Current Medicinal Chemistry ◽

10.2174/0929867326666190620101637 ◽

2020 ◽

Vol 27 (37) ◽

pp. 6306-6355 ◽

Cited By ~ 2

Author(s):

Marian Vincenzi ◽

Flavia Anna Mercurio ◽

Marilisa Leone

Keyword(s):

Drug Discovery ◽

Protein Interaction ◽

Protein Interactions ◽

Structural Information ◽

Protein Complexes ◽

Structural Features ◽

Protein Protein Interactions ◽

Modular Architecture ◽

Post Translational Modifications ◽

Interaction Domains

Background:: Many pathways regarding healthy cells and/or linked to diseases onset and progression depend on large assemblies including multi-protein complexes. Protein-protein interactions may occur through a vast array of modules known as protein interaction domains (PIDs). Objective:: This review concerns with PIDs recognizing post-translationally modified peptide sequences and intends to provide the scientific community with state of art knowledge on their 3D structures, binding topologies and potential applications in the drug discovery field. Method:: Several databases, such as the Pfam (Protein family), the SMART (Simple Modular Architecture Research Tool) and the PDB (Protein Data Bank), were searched to look for different domain families and gain structural information on protein complexes in which particular PIDs are involved. Recent literature on PIDs and related drug discovery campaigns was retrieved through Pubmed and analyzed.

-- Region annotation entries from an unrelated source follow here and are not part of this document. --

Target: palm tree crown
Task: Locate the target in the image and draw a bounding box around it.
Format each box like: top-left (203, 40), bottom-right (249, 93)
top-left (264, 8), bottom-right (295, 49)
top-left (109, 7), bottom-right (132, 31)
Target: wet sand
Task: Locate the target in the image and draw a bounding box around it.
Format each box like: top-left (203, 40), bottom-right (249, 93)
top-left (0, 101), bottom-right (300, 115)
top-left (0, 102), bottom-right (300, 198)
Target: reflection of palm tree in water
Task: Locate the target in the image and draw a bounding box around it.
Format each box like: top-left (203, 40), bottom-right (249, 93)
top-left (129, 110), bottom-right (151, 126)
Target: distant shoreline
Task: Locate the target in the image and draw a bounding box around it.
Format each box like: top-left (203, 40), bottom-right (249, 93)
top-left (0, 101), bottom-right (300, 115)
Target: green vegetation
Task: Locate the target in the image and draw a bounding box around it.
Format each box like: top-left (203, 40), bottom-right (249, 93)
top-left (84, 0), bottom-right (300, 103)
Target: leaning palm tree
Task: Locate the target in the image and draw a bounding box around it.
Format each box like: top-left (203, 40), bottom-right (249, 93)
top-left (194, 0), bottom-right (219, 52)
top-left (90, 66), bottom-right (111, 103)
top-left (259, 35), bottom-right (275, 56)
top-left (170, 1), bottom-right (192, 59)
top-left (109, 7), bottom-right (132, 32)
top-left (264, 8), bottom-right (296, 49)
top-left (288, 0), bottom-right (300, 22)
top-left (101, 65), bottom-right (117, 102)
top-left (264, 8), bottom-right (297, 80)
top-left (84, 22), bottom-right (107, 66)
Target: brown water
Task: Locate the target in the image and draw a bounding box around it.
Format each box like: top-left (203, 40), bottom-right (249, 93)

Results and Conclusion:: PIDs are rather versatile as concerning their binding preferences. Many of them recognize specifically only determined amino acid stretches with post-translational modifications, a few others are able to interact with several post-translationally modified sequences or with unmodified ones. Many PIDs can be linked to different diseases including cancer. The tremendous amount of available structural data led to the structure-based design of several molecules targeting protein-protein interactions mediated by PIDs, including peptides, peptidomimetics and small compounds. More studies are needed to fully role out, among different families, PIDs that can be considered reliable therapeutic targets, however, attacking PIDs rather than catalytic domains of a particular protein may represent a route to obtain selective inhibitors.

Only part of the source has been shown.